Control suffers a heart attack; Smiley is recalled by to straighten
out the mess, albeit from the sidelines. The possible candidates: Haydon
(Colin Firth); Estherhase (David Dencik); Bland (Ciarán Hinds), Alleline
(Toby Jones). Oldman’s Smiley, however well played, is not quite on the
mark with Le Carré’s depiction. ‘Small, podgy and at best middle-age, he
was by appearance one of London’s meek who do not inherit the earth. His
legs were short, his gait anything but agile, his dress costly,
ill-fitting and extremely wet.’ Oldman, by contrast, is taut,
exercising, keeping fit, a different proposition and far from meek. The
damage, rather, is invisible, emotional assaults that have now petrified
over time. The film gathers force in the display of dark atmospherics.
It is a triumph of the understatement – understated yet devastating
treachery; understated betrayals in love and duty; understated
commitments to missions that will destroy lives.

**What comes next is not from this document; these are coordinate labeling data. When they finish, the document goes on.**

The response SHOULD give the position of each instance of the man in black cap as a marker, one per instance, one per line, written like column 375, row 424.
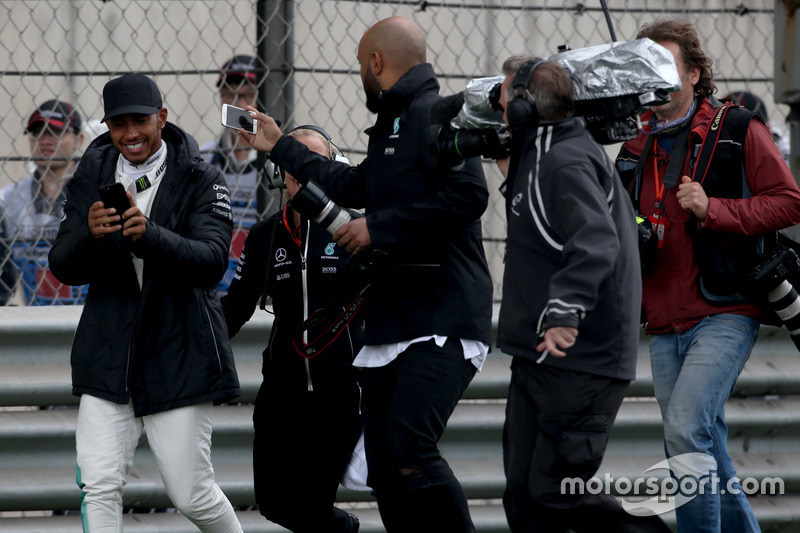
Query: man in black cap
column 151, row 350
column 31, row 208
column 238, row 83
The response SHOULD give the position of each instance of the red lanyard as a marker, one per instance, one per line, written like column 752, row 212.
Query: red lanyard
column 296, row 233
column 659, row 216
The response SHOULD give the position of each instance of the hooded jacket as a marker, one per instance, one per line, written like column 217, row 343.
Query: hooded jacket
column 572, row 258
column 165, row 345
column 430, row 275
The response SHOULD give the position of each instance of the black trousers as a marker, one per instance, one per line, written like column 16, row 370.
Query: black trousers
column 303, row 442
column 557, row 425
column 406, row 405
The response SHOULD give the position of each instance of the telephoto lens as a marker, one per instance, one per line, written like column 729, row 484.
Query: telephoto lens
column 312, row 202
column 771, row 279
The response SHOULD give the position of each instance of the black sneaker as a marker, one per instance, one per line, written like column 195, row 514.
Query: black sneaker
column 351, row 523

The characters are controlled, their emotions tightly woven. These
are characters who have dissolved inwardly – Smiley’s sense of betrayal
at the hands of his wife Anne with work colleague Haydon (Colin Firth);
his request that Peter Guillam (Benedict Cumberbatch) ‘tidy up’, which
involves asking his lover to leave; Ricki Tarr (Tom Hardy) waiting for a
woman (Svetlana Khodchenkova) who will never arrive, given that she has
been compromised by Moscow Centre.
In a broader sense, British intelligence could have said to have
dissolved internally, certainly after the discovery of the Cambridge
spies. MI6 was never the same after Kim Philby was unmasked.

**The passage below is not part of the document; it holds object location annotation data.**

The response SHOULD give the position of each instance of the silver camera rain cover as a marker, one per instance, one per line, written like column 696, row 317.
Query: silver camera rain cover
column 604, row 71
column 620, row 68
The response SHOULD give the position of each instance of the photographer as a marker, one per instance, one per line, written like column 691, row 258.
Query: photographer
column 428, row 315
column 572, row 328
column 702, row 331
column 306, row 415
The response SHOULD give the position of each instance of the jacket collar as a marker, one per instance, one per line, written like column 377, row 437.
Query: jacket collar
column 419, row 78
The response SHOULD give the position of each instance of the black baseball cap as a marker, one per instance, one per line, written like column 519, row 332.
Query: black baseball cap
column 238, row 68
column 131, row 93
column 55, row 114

Le Carré has been gushing about this production, writing that few
novelists could claim to have one of their books depicted in a way ‘that
has its own life and truth’ (Salon, December 9, 2011). That said, the
film might have done with a few more pickings from the novel, though the
two hour effort was still heroic. The seven part instalment from 1979
featuring the inimitable figure of Alec Guinness as Smiley is pure 1970s
drama, a brilliant period piece.
Roy Bland’s remarks also made an appearance there, a beautiful
statement of managed hypocrisy. ‘As a good socialist, I’m going where
the money is, and as a good capitalist, I’m sticking with the
revolution, because if you can’t beat it spy on it.’
The perfect rounder to the study of thin morals is offered by Bland
himself – ‘you scratch my conscience, I’ll drive your Jag.’
Binoy Kampmark was a Commonwealth Scholar at Selwyn College,
Cambridge. He lectures at RMIT University, Melbourne.